Ausnahmezustand Erde
Kein anderer Begriff hat den wissenschaftlichen Diskurs der letzten Jahrzehnte derart geprägt wie das Anthropozän. Die Idee eines neuen geologischen Zeitalters, in dem die Menschheit zu einer geophysiologischen Größe geworden ist, schlägt nicht nur in der Geologie und Klimatologie hohe Wellen. Auch Grundannahmen der Kultur- und Geisteswissenschaften stehen zur Disposition und mit ihnen auch die Grenzen zwischen den Disziplinen.
Gegenwärtige Bestsellerlisten zeigen, Anthropozän und Klimawandel sind längst auch schon in der Literatur angekommen.

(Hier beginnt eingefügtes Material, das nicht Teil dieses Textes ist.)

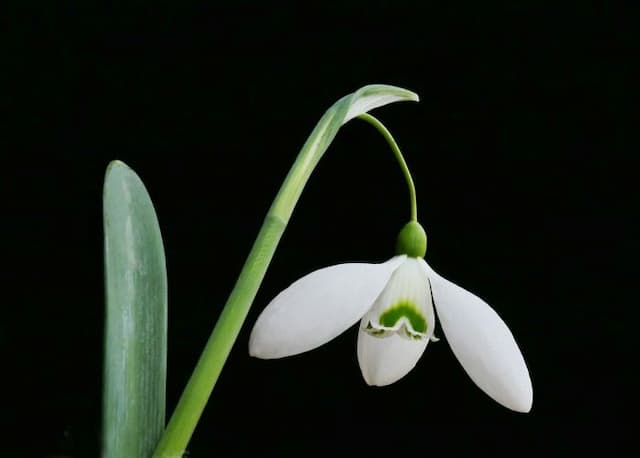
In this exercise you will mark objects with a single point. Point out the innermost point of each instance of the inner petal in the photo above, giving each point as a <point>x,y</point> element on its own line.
<point>404,307</point>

Es stellt sich die Frage, ob es über die inhaltliche Auseinandersetzung mit einzelnen Aspekten (Klimawandel, nature writing etc.) hinaus so etwas wie eine spezifische Ästhetik des Anthropozäns gibt. Finden sich in gegenwärtigen (oder gegenwärtig neu gelesenen) Texten Schreibweisen und Lesarten, die die Grundannahmen des Anthropozän-Diskurses auch innerliterarisch produktiv machen?
Die Tagung, die von Studierenden der Germanistik in Graz getragen wird, präsentiert ausgewählte ästhetische Positionen einer Literatur im Anthropozän und stellt sich der Aufgabe, die überaus heterogenen literarischen Formen und Erzählstrategien, die sich hier beobachten lassen, kritisch zu analysieren.
Im Rahmen der Konferenz Ausnahmezustand Erde. Literatur im Anthropozän hält Nima Gruber einen Vortrag unter dem Titel „als hätt’ der Himmel / die Erde still geküßt“. Überlegungen zum Mensch-Natur-Verhältnis in Romantik und Anthropozän.